The raising of Lazarus was more than another miracle of resuscitation. It was a sign, it was THE final and definitive sign of a sea-change in our world. It was a sign of what was about to happen; Jesus about to be resurrected – but even more, it was a sign about who he is, that he IS resurrection and he IS life – that where Jesus is, dry bones will come together like in Ezekiel’s vision – that where Jesus is, lifeless beings will be infused with life-giving breath.

And we’ve seen that in the Lenten readings about the people who met Jesus: fearful Nicodemus, who became courageous in his faith, the woman with the really messy life who became the first evangelist to the Samaritans, the blind beggar who stood up against the wrath of powerful religious leaders. We’ve seen it in our own lives.
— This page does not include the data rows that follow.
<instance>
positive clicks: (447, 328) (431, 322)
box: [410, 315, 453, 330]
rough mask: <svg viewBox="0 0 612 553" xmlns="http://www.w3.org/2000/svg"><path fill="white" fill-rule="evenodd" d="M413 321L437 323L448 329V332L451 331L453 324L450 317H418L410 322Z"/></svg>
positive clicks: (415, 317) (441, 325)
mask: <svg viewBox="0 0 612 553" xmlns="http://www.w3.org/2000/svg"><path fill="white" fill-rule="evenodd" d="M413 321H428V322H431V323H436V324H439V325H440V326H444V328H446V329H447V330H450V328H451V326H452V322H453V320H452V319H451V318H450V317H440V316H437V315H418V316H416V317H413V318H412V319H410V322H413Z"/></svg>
5. A few weeks ago we read what Paul wrote, “If anyone is in Christ – new Creation!” That is our hope, that we, in all the weakness and mess of our lives, can be, are being transformed.

a. And that means at least two things – probably so much more. First, if we know this, it means that it is no longer possible for us to have a foot in both worlds. Because the raising of Lazarus, is a sign that calls for decision on our parts. Like the disciples, like Martha and Mary, like the Jews of Bethany and Jerusalem, in the next two weeks, we are about to walk with Jesus through his passion and death, to his resurrection. Jesus says to us, “I am the resurrection and the life. Those who believe in me, even though they die, will live, and everyone who lives and believes in me will never die.” Jesus says to us, “Do you believe this?”

b. But second, like Lazarus, Jesus has also given us the gift of time. Can you imagine how different life looked when his friends unwound his grave cloths and pulled the wrappings away from his face? It must surely have changed the way he related to his sisters, the way he spoke to others, the way he enjoyed the good things in his life, the way his heart went out to those who were suffering. We too, Jesus has given us the gift of today. How can that make us see things differently? What will you choose to do with that gift?